Washington

New Blood for the Old Line

Mikulski, center, is retiring. (image via Flickr)

Come November, the race to replace retiring Democratic Sen. Barbara Mikulski will feature an inevitable Democrat and a hapless Republican. But for the next 14 weeks leading up to the Democratic primary, it’s one of the most fascinating contests out there — a battle that breaks simultaneously along racial and geographic lines, made all the more complex by two concurrent elections guaranteed to boost turnout.

The fight between Reps. Chris Van Hollen and Donna Edwards is neck and neck: A Gonzales Research & Marketing Strategies survey released Tuesday shows Van Hollen leading by a statistically insignificant 38 percent to 36 percent margin.

Regardless of the nominee, the race already indicates the historic shift in Maryland politics: Whether Van Hollen, of Montgomery County, or Edwards, of Prince George’s County, emerges as the winner, Maryland will be in a position to elect its first senator from the D.C. suburbs in a century. It will be the second major Democratic primary in a row — after the 2014 gubernatorial contest — in which the prime players were from the District, not Baltimore.

But Baltimore still matters, and both Van Hollen and Edwards are struggling to introduce themselves to voters on the other end of the BW Parkway. Voters in Baltimore City and Baltimore, Howard and Anne Arundel Counties will account for between 44 percent and 48 percent of the Democratic electorate, based on results of the 2014 gubernatorial primary and the 2008 presidential primary.

(Rep.
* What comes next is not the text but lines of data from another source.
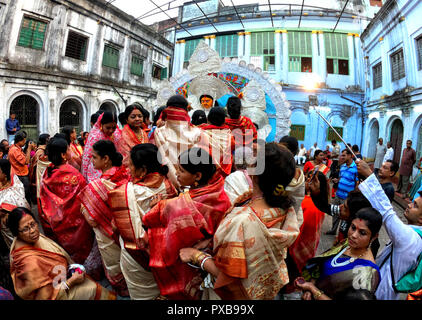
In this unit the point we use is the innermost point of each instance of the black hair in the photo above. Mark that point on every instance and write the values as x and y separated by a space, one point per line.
217 116
234 106
54 150
199 117
5 168
394 167
147 156
373 219
43 139
157 114
107 148
196 160
317 152
290 143
67 131
122 118
280 169
20 136
132 107
81 141
94 118
177 101
108 117
15 217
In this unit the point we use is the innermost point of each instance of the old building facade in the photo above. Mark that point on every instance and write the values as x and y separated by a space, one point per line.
61 61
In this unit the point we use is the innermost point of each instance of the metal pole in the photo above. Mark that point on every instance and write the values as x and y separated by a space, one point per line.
335 131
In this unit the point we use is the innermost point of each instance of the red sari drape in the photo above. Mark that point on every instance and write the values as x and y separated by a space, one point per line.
128 140
306 245
179 223
243 130
60 211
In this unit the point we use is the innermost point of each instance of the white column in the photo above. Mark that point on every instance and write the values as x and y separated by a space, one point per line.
352 66
386 67
285 62
323 58
315 56
277 51
176 58
360 68
240 45
182 54
247 56
212 42
125 61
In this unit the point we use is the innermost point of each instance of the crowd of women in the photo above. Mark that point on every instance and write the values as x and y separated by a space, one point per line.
174 210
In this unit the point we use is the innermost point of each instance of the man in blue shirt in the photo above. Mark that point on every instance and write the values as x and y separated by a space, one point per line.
346 183
12 126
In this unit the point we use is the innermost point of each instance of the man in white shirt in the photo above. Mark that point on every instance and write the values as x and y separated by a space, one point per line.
406 241
389 155
301 156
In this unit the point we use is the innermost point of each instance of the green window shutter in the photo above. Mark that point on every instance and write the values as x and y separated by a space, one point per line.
111 57
163 73
32 33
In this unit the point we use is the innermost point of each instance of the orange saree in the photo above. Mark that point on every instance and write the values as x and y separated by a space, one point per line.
37 273
180 223
128 140
60 211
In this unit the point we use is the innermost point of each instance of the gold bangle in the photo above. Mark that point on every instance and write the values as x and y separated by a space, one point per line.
318 294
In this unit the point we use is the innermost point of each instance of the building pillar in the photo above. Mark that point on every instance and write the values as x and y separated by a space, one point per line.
352 59
315 55
241 45
278 55
182 54
247 56
285 62
212 41
360 74
322 57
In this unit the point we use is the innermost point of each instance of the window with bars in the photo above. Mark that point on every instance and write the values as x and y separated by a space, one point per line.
32 33
190 46
397 65
76 46
300 51
137 66
419 52
337 53
262 44
226 46
111 57
297 131
159 72
331 134
377 75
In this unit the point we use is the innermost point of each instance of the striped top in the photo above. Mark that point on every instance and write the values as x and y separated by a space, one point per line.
348 178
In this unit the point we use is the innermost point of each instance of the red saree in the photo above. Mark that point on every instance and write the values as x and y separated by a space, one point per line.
128 140
60 212
180 223
306 245
243 130
221 146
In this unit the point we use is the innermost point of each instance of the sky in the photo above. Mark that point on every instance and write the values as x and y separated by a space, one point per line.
148 13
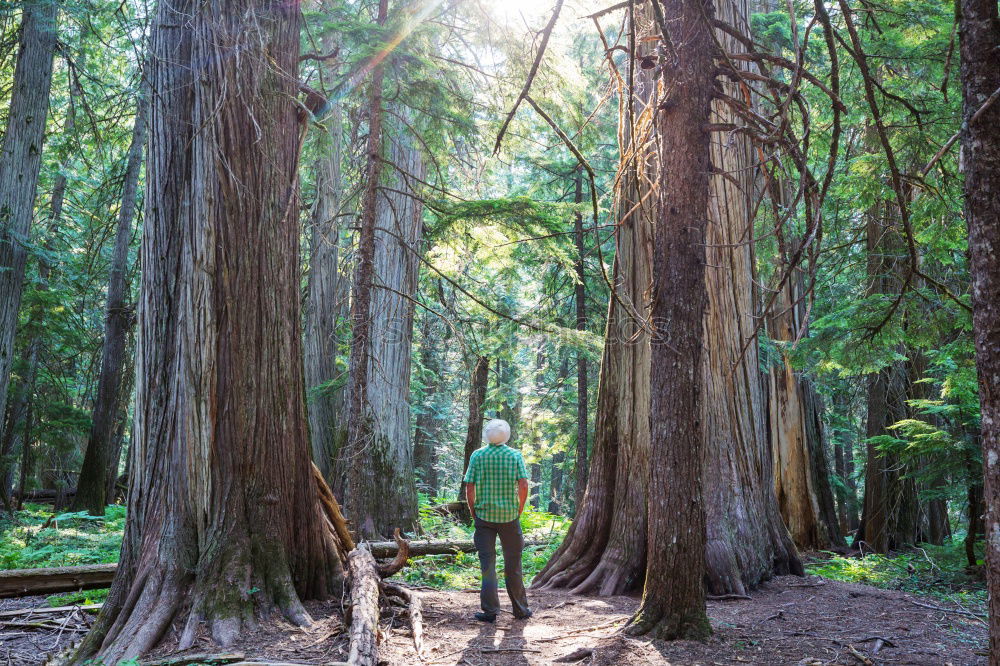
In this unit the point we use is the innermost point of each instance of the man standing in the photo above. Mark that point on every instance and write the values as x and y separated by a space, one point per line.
496 488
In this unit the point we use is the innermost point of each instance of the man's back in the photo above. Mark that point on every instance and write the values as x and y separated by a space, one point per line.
496 469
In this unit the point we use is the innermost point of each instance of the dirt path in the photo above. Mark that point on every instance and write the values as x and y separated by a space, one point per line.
784 623
788 621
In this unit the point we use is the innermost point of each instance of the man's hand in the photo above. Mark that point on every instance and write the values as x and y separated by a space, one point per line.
522 494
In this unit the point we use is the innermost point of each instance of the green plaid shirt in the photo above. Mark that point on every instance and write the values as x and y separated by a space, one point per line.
495 469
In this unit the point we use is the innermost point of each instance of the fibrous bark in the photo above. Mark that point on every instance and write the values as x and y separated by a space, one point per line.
20 162
100 461
326 300
673 599
582 408
224 519
375 465
383 497
801 477
430 419
605 549
979 30
477 398
889 514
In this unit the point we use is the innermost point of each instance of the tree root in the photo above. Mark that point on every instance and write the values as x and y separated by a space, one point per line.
398 562
415 607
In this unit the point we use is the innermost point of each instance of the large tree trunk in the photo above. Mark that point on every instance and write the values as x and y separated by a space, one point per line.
430 419
325 301
225 522
391 501
100 460
606 548
673 600
582 408
375 464
979 29
801 480
477 400
889 516
20 162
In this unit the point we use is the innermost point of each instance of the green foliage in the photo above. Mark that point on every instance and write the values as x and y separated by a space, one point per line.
78 538
461 570
69 539
938 571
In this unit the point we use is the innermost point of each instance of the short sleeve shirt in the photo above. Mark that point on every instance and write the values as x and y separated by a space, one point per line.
495 469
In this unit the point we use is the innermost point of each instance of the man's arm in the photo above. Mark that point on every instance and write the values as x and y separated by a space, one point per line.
470 497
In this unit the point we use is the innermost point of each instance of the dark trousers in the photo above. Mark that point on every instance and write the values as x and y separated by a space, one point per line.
512 543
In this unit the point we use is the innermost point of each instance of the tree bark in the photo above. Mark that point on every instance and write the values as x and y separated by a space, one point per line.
673 600
555 483
477 399
325 301
429 419
100 461
20 162
605 549
582 408
388 499
225 521
889 515
979 31
801 480
375 465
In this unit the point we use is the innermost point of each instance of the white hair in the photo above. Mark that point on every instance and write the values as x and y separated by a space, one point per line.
497 431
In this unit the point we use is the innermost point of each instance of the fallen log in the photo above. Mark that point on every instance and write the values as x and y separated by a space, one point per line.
22 582
364 608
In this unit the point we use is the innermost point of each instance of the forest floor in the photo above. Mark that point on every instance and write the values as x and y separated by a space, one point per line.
789 620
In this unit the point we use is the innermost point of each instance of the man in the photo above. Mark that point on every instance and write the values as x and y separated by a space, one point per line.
496 488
Elijah Cummings, of Baltimore, hasn’t formally ruled out a run, though he has just two weeks until the Feb. 3 filing deadline to make his decision and most observers think he’ll sit this one out. As evidence of Baltimore’s importance, earlier surveys have showed Cummings easily outpacing both Van Hollen and Edwards, based on his strength in his home turf.)

Van Hollen has already begun running ads in the Baltimore media market; Edwards backers such as EMILY’s List have concentrated their own ad buys in the same market. Neither has gone on air in the D.C. area, where voters in Montgomery and Prince George’s counties will account for about 18 percent of the vote each.

The remaining 18 counties, from conservative Western Maryland, the Eastern Shore and Southern Maryland will combine to account for another 20 percent.

Complicating the turnout picture are four other elections that will happen the same day Democrats pick a Senate nominee: April 26 is also Maryland’s presidential primary, the day Baltimore voters pick a new mayoral nominee, and the day voters pick nominees for Van Hollen’s and Edwards’ House seats.

The turnout difference between a contested presidential year and a non-presidential year is stark: In 2014, about 485,000 Democrats showed up to pick a gubernatorial candidate; in 2008, at the height of the fight between Hillary Clinton and Barack Obama, 1.2 million turned out to vote. With Sen. Bernie Sanders (I-Vt.) running a stronger than expected challenge to Clinton’s once-inevitable-seeming campaign, both Van Hollen’s and Edwards’ campaign are preparing for a bigger turnout.

Baltimore’s mayor’s race offers Edwards a clear advantage. The Gonzales survey shows Edwards running well ahead in the city, by a 50 percent to 24 percent margin.

The fight over Van Hollen’s congressional seat, on the other hand, gives him a bigger advantage back home. A crowded and well-funded Democratic primary will boost turnout, probably more than the lower-profile race to succeed Edwards. And Van Hollen leads in counties outside the Baltimore and D.C. regions by a margin almost identical to Edwards’ Baltimore edge; Van Hollen’s district extends north and west into Frederick County.

Both candidates earn more than 60 percent of the vote in their home counties.

Van Hollen, a former chairman of the Democratic Congressional Campaign Committee well-known to party donors around the country, has proven the better fundraiser, by far. Edwards angered some in the Democratic establishment when she ousted incumbent Democrat Al Wynn back in 2008, though what she lost in establishment support she’s making up with help from EMILY’s List. (Then again, Van Hollen’s campaign is getting better rates on ad time than outside groups, which means those groups would have to outspend him about 2-to-1 to achieve parity.)

The two candidates see eye to eye on just about every issue of significance in the race; both are die-hard progressives and one-time allies: Edwards was involved in the behind-the-scenes plot to vault Van Hollen up the ranks of House Democratic leadership. And while a Sanders campaign could pull out young liberals who might side with Edwards, both Edwards and Van Hollen publicly back Clinton in the presidential race.

Can Van Hollen make inroads with African American voters in Baltimore, while pressing his advantage in the rest of the state? Can Edwards’ outside help blunt Van Hollen’s financial advantage? Answer those questions, and you’ll know who Maryland’s next senator will be.